DK writes, dripping with sarcasm:

Oh I know, if we had only stayed another six months we would have won.

That's not only a taunt directed at Huan, but at all those very threatening (and deluded, according to Leftist thinking) Vietnam "revisionist" historians--myself, of course, included (please read this post for a fuller discussion of Vietnam revisionist history). The idea that Vietnam might not have been a hopelessly lost cause at the end, worthy only of abandonment, threatens the Leftist "narrative" (love that word!) so strongly that it must be fought off at all costs, no matter where it originates, even from a Vietnamese-American. Or, rather, especially from a Vietnamese-American.

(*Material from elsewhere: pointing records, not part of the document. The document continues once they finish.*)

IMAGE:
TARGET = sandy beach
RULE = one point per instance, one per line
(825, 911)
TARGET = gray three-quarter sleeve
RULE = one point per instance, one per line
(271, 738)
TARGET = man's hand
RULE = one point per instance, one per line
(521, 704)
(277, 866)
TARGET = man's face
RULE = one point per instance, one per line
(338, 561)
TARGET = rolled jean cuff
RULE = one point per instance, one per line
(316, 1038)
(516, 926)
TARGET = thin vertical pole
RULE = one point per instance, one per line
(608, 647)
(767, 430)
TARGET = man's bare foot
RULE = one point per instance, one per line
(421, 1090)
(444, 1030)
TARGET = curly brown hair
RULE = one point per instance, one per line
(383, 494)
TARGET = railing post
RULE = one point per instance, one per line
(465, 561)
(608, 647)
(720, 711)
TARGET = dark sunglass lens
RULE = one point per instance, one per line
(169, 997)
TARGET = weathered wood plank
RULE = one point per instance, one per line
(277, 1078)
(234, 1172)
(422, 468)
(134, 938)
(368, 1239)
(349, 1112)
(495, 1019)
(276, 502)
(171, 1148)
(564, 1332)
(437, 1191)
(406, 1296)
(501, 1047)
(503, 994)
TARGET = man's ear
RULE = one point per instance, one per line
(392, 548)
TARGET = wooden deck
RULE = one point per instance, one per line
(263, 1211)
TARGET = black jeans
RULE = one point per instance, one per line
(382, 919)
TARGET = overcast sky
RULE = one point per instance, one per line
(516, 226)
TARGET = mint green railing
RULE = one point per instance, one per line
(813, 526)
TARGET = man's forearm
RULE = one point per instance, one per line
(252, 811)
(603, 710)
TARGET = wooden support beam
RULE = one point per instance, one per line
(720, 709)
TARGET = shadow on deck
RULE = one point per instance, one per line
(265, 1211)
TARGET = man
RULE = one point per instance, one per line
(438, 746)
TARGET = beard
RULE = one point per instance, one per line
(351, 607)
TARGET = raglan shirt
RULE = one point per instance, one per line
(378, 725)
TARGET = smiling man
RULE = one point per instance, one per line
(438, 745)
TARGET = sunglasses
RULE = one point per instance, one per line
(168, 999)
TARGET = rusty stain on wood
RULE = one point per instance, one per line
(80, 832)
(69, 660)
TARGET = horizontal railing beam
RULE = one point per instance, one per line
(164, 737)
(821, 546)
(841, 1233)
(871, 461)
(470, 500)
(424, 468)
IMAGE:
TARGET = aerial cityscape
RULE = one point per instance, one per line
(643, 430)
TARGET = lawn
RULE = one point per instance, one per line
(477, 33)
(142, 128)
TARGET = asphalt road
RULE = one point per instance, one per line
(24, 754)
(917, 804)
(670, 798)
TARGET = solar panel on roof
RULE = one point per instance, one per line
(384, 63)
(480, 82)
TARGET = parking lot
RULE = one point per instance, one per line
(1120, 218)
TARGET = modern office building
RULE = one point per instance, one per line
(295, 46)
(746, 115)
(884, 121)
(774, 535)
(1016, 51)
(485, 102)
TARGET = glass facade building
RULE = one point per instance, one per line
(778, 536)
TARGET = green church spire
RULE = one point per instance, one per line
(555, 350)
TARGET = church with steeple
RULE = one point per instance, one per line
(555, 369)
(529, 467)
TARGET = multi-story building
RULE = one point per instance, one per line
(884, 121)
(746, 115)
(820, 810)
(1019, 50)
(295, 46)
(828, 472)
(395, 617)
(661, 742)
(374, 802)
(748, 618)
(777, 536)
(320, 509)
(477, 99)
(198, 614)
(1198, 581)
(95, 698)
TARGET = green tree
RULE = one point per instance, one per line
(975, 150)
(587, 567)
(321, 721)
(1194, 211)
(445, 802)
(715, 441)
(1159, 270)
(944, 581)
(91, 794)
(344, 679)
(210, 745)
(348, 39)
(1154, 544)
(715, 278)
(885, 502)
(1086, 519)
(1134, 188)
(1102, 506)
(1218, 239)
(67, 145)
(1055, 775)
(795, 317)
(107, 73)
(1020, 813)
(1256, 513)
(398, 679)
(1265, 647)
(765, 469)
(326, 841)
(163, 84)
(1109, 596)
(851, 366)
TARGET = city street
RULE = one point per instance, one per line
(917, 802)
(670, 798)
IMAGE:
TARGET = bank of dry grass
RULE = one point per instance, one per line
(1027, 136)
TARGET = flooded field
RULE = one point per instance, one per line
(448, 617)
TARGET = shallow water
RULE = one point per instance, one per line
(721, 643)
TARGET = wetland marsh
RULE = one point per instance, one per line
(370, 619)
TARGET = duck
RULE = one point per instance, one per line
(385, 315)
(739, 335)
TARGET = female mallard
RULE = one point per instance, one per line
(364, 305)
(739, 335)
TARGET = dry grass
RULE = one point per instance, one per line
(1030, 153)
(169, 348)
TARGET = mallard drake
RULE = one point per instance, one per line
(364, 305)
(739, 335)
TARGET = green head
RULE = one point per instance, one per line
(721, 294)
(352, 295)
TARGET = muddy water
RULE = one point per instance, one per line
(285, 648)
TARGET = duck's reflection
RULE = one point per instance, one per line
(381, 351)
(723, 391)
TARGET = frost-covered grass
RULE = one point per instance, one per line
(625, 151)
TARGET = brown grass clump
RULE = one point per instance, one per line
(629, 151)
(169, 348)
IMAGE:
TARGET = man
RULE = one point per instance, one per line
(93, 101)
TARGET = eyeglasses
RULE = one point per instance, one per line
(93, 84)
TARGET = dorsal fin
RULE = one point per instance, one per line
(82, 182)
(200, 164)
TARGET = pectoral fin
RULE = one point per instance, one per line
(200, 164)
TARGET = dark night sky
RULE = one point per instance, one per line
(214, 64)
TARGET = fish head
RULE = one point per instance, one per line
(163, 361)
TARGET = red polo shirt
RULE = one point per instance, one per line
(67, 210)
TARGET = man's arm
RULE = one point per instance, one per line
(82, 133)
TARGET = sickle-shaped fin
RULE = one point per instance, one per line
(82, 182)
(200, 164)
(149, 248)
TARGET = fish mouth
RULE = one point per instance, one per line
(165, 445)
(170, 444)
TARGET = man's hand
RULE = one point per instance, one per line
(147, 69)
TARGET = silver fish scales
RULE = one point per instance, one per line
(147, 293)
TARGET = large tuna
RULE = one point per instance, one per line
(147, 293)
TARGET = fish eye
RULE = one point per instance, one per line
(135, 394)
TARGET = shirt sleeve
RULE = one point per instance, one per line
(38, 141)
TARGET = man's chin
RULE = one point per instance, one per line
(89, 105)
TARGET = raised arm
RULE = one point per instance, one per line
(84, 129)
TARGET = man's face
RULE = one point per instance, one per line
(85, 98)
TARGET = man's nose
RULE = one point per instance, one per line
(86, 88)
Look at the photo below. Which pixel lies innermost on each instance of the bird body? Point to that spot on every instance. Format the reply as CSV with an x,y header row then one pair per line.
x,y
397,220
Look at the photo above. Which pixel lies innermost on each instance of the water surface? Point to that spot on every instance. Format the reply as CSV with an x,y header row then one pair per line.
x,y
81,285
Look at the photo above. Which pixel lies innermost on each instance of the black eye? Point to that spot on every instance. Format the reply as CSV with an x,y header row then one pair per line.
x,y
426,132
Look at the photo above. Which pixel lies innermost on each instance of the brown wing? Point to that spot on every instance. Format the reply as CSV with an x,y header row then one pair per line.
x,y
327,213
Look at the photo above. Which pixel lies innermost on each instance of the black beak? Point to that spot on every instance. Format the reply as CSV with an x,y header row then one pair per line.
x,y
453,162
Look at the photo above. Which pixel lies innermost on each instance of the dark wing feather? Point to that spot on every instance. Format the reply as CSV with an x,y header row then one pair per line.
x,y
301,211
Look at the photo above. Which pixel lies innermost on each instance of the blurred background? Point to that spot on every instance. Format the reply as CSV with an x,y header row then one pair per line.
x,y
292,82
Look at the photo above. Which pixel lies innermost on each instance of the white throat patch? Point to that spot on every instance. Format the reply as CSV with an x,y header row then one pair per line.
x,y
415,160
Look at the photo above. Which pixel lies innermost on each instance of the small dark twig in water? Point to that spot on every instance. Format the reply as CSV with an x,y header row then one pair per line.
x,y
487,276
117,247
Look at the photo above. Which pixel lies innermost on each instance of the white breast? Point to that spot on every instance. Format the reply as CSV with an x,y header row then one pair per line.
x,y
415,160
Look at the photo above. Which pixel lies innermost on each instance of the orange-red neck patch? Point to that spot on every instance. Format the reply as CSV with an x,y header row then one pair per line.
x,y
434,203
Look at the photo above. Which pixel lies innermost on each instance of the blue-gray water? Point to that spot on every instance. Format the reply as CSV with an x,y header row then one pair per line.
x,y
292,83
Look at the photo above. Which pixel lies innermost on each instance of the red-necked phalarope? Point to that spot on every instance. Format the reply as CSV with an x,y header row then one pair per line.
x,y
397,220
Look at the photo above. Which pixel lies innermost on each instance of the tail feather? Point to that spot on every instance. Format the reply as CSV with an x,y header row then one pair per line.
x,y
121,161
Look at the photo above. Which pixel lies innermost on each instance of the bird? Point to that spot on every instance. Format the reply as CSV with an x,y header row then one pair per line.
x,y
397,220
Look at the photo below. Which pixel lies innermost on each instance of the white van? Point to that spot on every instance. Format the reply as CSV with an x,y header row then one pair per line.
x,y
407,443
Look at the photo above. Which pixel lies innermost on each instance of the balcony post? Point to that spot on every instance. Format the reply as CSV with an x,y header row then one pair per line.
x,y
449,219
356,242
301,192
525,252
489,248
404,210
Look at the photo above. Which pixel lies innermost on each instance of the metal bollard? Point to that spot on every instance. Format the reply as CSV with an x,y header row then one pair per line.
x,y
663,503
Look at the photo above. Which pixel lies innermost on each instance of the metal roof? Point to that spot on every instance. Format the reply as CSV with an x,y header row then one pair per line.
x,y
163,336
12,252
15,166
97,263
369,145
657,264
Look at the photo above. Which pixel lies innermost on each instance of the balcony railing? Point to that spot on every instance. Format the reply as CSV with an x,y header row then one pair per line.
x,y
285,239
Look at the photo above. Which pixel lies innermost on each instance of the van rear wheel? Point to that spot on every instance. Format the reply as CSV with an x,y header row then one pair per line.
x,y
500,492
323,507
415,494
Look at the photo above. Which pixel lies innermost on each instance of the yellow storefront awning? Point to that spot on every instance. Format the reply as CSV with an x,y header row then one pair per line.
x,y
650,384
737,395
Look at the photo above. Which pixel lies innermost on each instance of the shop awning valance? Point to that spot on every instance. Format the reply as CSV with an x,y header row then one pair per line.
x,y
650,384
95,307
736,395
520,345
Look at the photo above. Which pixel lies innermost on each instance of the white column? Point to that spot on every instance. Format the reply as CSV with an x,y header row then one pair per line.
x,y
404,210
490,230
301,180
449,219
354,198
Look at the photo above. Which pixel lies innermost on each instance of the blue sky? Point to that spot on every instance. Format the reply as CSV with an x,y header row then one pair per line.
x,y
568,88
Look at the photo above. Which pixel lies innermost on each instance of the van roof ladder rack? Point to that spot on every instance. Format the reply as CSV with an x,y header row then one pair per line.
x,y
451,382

And what's that "we" all about in Donkey Kong's comment, anyway, when he writes "if we had stayed only another six months?" It seems that DK is unaware that the important "we"--our fighting forces--had left Vietnam years earlier (see this post that features a chart illustrating the pace of Vietnamization and the withdrawal of US fighting forces). What precipitated the downfall of South Vietnam was the withdrawal of our money, not ourselves.

After all that time, it really did come down just to money. Filthy lucre. And not a whole lot of it, either. As President Ford wrote at the time:

In South Vietnam, we have consistently sought to assure the right of the Vietnamese people to determine their own futures free from enemy interference. It would be tragic indeed if we endangered, or even lost, the progress we have achieved by failing to provide the relatively modest but crucial aid which is so badly needed there.

"Relatively modest but crucial aid"--that's what it was all about, DK. Money. Money, weariness, and propaganda from the likes of you.

And people like me to listen to it, and to be taken in by it, to my sorrow. Like Huan says, at least I have the decency to weep in shame. What's your excuse? Too young to remember?

This time, I'm not weeping. I'm writing.

I'll leave the final words here to Huan, however, who addresses Donkey Kong in this way:

...but apparently you are incapable of learning from mistake, rather sticking with cold hubris, as you and your ilk are about to repeat the same mistake, abandoning the millions of iraqi to islamofascism and emboldening others to act against the US.

doesn't matter how many suffers, as long as their skin is different, as long as they don't meet your desired standards, as long as it is not in the news.

there is no shame to being ignorant, but it is shameful to cling to blind ignorance and let other suffer instead of you.